Are economic complexity and eco-innovation mutually exclusive to control energy demand and environmental quality in E7 and G7 countries?


Dogan B., Ghosh S., Dung Phuong Hoang D. P. H. , Lan Khanh Chu L. K. C.

TECHNOLOGY IN SOCIETY, vol.68, 2022 (SSCI) identifier identifier

  • Publication Type: Article / Article
  • Volume: 68
  • Publication Date: 2022
  • Doi Number: 10.1016/j.techsoc.2022.101867
  • Journal Name: TECHNOLOGY IN SOCIETY
  • Journal Indexes: Social Sciences Citation Index (SSCI), Scopus, International Bibliography of Social Sciences, Periodicals Index Online, Communication & Mass Media Index, Compendex, EBSCO Education Source, Geobase, INSPEC, Political Science Complete, Social services abstracts, Sociological abstracts, Worldwide Political Science Abstracts
  • Keywords: Carbon emissions, Energy consumption, Economic complexity, Eco-innovation, Globalization, Institutional quality, FOREIGN DIRECT-INVESTMENT, CO2 EMISSIONS EVIDENCE, CARBON-DIOXIDE EMISSIONS, PANEL UNIT-ROOT, FINANCIAL DEVELOPMENT, INSTITUTIONAL QUALITY, TECHNOLOGICAL-INNOVATION, CLIMATE-CHANGE, GROWTH, IMPACT
  • Süleyman Demirel University Affiliated: Yes

Abstract

The objective of this study is to scrutinize the major drivers of energy consumption and carbon dioxide emissions in an augmented model framework.

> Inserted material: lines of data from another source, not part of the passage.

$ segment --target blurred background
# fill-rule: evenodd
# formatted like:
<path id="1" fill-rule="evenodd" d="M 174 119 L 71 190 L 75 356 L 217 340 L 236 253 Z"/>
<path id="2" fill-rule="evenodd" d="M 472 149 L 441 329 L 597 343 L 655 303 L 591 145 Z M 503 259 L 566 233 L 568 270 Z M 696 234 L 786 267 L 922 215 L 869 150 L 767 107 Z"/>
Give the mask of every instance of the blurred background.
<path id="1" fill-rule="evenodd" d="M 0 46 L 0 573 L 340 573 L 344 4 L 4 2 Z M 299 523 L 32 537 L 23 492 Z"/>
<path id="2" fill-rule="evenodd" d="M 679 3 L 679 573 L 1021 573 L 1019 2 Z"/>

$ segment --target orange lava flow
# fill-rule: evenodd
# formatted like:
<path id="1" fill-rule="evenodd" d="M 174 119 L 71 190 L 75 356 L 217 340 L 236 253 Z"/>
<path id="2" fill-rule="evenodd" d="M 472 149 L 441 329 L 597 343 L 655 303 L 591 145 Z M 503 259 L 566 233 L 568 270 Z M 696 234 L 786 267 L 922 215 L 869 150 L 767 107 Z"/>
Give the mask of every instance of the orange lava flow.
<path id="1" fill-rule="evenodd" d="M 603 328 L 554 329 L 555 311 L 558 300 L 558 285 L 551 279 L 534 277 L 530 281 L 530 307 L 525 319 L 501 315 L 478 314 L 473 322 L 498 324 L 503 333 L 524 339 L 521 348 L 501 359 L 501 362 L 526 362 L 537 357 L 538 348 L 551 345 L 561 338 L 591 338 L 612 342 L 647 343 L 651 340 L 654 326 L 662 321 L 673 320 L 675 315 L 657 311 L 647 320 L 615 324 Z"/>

The roles of eco-innovation, economic complexity, institutions, and globalization are examined in the context of two sets of heterogeneous panel observations, namely the G7 and E7 countries from 1991 to 2017. The estimated results obtained from the Fully Modified Least Square, Dynamic Ordinary Least Squares, and Canonical Correlation Regression demonstrate the effectiveness of eco-innovation in reducing the intensity of energy use in G7 countries. Eco-innovation is also found to be beneficial for controlling carbon emissions in G7 countries. In contrast, the impact of eco-innovation on the E7 countries is harmful as far as energy efficiency and carbon emissions are concerned. Such contrasting behaviors across the two panel sets of observations validate the postulation of the "rebound effects" of environmental-related technologies in the latter group. The findings further indicate the existence of an inverted U-shaped relationship between economic complexity and carbon emissions for G7 countries. In contrast, the E7 countries experience a U-shaped relationship. Both institutions and globalization are significant determinants of environmental quality in G7 and E7 countries. There is an urgency to reinforce the commitment towards the application of eco-technology for efficiency in energy use in G7 countries. As far as the E7 countries are concerned, the governments should optimize the gains from globalization to develop energy efficiency and carbon abatement strategies.